By Sokharany Thong, Poly High
Polytechnical High School
Long Beach, CA
 
My goal in life is to grow as me. Their hope in life is what I should be. My music is hip-hop and alternative. Their music is traditional and conservative. My weekend is spent going out and talking on the phone. Their weekend is spent lecturing me about spending more time with the family, not on my own. I want to dress like a model to go to a party at my best friends’ house, they want me to go to the temple to confess my sins, dressed in a long blue skirt and white puffy blouse. I feel confident about my new grades, my future, and my life. They feel I don’t need that confidence but more practice with housework as if practicing to be a housewife. Sometimes I wonder why I cannot grow to be me and not what they think I should be. Oh, how much I want to tell them what I plan to be, but every time I look in their eyes all I could see is me. I was always first in their hearts. That’s what makes it so hard. They love me, they care for me, struggle with me, support me, and raise me, BUT THEY DON’T KNOW THE REAL ME. When we argue, I remain silent, they sound violent. When I get A’s after each semester, I come home and am still treated like a spoiled little kid. Instead, all I got was a question “you did?” They make me sit down and watch Cambodian Television with them. Sometimes old movies which were outdated even before I was born would come on and they would I expect me to be interested in something I had never grown to love and appreciate. This is America, I learn to be an American. I can understand the talk about loving your culture and country, but please don’t expect me to act or behave in traditional ways. I feel I need more time to learn and understand the meaning of me.

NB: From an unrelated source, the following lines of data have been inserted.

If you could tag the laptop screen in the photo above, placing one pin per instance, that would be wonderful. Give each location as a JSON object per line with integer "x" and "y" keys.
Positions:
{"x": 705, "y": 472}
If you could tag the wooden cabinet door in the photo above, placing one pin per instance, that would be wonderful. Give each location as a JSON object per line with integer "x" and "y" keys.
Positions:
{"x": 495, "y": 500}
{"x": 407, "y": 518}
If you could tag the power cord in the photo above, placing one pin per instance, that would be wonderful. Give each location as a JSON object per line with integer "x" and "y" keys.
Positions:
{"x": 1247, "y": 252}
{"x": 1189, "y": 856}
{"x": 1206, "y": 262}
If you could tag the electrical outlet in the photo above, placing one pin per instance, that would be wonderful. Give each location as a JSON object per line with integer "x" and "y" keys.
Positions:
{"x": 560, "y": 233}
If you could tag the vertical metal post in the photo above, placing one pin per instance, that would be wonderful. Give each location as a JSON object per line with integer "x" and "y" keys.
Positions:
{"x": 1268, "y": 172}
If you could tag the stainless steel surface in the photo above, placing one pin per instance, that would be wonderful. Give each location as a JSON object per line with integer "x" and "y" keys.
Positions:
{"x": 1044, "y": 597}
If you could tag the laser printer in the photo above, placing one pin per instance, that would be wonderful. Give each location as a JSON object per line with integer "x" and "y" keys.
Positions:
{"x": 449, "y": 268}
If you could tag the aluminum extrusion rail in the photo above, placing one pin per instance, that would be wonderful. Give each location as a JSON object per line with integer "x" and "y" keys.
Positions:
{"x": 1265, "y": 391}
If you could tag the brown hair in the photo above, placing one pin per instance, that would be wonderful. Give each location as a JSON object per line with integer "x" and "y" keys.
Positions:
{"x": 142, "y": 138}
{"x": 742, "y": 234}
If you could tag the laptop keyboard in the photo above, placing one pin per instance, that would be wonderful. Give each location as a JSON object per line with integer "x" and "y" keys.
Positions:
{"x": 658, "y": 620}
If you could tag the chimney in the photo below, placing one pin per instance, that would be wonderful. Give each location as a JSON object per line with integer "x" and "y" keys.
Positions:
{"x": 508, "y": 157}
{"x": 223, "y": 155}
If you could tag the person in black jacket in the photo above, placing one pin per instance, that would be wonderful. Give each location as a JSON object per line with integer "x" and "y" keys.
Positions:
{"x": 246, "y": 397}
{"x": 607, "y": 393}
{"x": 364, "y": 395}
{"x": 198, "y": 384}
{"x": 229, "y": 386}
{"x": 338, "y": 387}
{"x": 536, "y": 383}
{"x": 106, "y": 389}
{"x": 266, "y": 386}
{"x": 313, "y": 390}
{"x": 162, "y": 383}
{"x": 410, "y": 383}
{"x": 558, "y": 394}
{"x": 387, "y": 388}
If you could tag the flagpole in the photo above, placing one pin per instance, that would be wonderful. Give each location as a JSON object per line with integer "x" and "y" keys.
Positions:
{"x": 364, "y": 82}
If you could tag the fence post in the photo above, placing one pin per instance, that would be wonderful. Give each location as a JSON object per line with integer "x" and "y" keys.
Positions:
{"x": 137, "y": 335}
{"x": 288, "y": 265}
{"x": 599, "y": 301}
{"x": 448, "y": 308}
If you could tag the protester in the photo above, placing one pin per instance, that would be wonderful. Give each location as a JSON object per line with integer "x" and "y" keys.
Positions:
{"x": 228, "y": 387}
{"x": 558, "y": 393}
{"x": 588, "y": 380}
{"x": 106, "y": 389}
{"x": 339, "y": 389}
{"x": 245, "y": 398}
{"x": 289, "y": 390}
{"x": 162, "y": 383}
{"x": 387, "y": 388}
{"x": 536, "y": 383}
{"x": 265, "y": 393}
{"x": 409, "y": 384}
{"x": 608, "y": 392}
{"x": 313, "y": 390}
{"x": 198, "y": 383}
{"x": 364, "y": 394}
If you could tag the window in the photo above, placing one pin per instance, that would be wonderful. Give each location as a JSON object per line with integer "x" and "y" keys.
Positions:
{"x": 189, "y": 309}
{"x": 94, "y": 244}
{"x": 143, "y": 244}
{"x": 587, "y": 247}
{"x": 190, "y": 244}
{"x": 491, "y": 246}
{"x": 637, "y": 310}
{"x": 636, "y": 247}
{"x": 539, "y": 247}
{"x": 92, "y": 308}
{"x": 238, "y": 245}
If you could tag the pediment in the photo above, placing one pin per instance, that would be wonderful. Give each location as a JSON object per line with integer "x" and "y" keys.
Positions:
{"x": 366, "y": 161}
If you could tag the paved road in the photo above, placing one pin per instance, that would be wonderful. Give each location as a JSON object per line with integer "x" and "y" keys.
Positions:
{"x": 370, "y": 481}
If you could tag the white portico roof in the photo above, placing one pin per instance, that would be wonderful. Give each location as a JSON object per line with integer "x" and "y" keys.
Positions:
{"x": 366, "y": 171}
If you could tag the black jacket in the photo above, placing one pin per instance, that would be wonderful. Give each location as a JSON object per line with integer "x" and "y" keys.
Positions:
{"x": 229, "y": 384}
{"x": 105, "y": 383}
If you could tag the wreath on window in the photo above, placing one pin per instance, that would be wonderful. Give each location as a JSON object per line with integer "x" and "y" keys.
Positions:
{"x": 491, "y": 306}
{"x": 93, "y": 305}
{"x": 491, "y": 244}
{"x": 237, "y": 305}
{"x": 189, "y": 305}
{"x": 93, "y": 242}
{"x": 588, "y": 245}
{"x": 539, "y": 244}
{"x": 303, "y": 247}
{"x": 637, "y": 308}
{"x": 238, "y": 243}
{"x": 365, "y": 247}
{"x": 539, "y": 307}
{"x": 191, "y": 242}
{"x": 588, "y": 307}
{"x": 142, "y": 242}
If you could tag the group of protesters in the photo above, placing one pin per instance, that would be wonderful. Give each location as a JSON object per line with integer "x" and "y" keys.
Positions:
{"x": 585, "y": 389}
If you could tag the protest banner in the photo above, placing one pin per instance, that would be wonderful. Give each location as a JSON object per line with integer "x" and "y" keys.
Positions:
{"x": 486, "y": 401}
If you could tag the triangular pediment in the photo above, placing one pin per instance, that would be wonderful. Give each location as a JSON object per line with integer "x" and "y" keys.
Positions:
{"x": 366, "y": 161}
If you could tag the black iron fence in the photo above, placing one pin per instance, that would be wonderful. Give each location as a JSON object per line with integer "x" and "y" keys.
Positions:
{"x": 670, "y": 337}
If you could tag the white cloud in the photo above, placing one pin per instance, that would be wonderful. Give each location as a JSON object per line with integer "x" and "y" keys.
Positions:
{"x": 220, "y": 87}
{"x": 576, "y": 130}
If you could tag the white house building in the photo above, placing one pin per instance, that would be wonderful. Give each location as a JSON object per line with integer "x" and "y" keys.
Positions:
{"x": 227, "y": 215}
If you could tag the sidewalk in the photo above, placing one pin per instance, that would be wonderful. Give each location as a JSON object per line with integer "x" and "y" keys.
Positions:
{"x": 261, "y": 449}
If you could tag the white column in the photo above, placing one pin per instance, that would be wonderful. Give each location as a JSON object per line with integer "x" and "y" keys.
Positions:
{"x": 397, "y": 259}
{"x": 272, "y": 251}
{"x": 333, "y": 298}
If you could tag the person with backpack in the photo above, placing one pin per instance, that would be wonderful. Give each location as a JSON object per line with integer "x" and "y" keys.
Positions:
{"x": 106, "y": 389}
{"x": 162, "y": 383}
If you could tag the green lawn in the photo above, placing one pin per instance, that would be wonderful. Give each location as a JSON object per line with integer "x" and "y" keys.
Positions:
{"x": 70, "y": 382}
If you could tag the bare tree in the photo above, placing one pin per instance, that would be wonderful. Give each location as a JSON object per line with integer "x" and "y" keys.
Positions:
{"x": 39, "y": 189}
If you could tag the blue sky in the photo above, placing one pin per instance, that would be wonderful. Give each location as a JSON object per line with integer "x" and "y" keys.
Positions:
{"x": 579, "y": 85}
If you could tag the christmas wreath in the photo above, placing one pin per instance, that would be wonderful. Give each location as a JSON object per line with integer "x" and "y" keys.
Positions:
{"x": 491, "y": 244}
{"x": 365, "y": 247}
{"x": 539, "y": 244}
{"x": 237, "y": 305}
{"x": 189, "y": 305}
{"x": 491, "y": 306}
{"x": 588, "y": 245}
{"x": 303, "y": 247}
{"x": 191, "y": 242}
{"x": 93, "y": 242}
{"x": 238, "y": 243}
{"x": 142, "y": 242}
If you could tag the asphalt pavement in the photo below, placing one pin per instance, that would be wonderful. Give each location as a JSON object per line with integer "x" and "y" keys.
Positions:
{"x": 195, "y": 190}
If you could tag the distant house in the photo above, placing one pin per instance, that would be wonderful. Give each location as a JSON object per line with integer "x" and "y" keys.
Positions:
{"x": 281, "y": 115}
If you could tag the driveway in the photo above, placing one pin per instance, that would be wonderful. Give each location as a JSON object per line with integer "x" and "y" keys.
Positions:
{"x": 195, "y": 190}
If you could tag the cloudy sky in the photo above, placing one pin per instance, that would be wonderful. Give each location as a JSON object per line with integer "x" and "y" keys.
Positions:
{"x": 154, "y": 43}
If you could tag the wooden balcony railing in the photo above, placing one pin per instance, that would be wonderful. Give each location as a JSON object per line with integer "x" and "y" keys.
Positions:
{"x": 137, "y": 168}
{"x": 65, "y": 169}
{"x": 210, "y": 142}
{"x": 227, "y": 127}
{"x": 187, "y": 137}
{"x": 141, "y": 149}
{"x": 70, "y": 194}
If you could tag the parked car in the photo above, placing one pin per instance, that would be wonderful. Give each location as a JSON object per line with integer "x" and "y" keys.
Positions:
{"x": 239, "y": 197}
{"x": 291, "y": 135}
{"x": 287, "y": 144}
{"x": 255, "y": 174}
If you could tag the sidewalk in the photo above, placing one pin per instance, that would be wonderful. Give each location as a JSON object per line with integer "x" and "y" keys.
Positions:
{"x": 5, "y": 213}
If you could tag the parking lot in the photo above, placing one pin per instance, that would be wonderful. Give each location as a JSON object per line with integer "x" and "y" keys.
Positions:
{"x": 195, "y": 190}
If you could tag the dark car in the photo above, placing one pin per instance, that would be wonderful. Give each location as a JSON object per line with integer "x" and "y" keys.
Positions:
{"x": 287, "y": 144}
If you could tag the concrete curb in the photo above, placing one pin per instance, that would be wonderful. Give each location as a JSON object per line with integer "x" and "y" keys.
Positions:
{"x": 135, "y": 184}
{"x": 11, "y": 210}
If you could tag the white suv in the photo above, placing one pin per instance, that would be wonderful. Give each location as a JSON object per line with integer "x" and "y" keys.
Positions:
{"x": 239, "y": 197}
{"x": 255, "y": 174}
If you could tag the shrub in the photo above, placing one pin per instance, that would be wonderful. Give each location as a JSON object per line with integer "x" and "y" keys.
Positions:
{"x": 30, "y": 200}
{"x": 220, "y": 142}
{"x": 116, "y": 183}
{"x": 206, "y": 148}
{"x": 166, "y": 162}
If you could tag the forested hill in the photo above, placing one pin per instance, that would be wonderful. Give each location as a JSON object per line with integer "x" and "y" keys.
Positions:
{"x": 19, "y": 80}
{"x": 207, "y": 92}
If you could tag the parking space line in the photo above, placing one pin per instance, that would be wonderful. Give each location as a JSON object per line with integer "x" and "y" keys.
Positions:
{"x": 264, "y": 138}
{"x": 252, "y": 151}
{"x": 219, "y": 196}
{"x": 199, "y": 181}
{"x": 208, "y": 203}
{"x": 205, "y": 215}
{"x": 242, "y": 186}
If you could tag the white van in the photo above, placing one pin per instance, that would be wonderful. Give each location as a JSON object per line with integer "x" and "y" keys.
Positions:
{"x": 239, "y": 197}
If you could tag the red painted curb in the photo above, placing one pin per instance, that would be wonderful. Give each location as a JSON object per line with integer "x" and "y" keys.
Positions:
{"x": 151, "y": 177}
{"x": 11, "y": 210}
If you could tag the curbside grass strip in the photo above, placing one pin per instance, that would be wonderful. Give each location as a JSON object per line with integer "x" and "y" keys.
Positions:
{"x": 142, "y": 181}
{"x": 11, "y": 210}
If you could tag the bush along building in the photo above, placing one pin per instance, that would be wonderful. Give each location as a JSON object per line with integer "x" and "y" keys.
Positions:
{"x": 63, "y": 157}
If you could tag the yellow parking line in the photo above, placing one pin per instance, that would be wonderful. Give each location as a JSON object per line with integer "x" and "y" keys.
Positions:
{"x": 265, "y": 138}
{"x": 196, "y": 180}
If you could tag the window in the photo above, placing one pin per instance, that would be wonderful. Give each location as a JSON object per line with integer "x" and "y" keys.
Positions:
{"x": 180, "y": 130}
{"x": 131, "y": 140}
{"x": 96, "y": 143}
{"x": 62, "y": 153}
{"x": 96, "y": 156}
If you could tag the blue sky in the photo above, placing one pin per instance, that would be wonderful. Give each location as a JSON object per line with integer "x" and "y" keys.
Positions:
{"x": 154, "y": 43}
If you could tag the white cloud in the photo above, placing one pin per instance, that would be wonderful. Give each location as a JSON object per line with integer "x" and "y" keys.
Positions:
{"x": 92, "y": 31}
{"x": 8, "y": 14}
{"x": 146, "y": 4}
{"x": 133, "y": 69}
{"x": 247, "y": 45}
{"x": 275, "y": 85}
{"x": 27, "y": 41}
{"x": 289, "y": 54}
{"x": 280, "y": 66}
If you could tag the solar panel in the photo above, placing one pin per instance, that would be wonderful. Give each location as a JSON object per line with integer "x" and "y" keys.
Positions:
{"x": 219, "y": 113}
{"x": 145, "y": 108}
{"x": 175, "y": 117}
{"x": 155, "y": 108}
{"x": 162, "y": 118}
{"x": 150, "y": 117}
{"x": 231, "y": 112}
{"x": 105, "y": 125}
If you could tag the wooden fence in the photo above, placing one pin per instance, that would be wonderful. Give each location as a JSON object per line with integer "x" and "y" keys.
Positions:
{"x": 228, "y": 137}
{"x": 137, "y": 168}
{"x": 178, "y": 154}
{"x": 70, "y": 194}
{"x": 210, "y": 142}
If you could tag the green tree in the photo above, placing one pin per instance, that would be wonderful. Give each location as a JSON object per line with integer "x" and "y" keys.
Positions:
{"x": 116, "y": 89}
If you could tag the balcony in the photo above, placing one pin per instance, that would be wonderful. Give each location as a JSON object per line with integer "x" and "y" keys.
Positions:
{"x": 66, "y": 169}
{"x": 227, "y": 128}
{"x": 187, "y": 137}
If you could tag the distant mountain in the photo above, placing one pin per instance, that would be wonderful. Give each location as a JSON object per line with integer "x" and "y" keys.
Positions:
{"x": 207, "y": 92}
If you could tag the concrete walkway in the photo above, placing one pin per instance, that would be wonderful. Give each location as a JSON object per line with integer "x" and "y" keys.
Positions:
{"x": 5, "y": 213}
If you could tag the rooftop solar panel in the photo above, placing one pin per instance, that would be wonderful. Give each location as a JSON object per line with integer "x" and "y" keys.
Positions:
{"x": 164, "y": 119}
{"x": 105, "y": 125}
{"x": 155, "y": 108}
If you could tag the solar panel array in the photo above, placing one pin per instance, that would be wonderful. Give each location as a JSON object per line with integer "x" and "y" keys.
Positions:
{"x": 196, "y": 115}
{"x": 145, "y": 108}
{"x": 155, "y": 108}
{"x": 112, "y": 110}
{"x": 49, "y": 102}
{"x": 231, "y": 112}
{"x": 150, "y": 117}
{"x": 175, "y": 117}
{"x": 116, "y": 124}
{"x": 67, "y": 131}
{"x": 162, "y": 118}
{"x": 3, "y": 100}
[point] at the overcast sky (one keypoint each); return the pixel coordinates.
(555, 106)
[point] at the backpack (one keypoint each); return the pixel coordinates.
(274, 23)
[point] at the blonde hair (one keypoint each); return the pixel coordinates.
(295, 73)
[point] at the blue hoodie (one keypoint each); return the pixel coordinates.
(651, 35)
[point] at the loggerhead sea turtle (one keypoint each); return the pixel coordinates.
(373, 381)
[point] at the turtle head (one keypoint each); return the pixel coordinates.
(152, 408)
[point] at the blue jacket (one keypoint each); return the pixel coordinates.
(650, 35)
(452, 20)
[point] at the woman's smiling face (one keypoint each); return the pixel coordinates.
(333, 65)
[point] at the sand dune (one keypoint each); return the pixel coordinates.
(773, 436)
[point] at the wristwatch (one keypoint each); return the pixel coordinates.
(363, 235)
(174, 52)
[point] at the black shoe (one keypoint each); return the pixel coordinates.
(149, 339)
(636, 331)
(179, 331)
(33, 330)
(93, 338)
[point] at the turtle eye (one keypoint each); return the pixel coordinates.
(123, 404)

Growing as a Khmer child, maybe that’s the reason why my parents behave the way they do and my reluctance to listen. What they feel, I can’t associate. What they want, I can’t give. What they expect, I can’t promise. When they forgive, I forget. And forgetting is what I do best. When they look at me, I turn away. When they touch me, I move away. When they want to hold and hug me, I push them away. Not until I can look into their eyes and feel the love they have for me, then I’ll know what they want is what I want.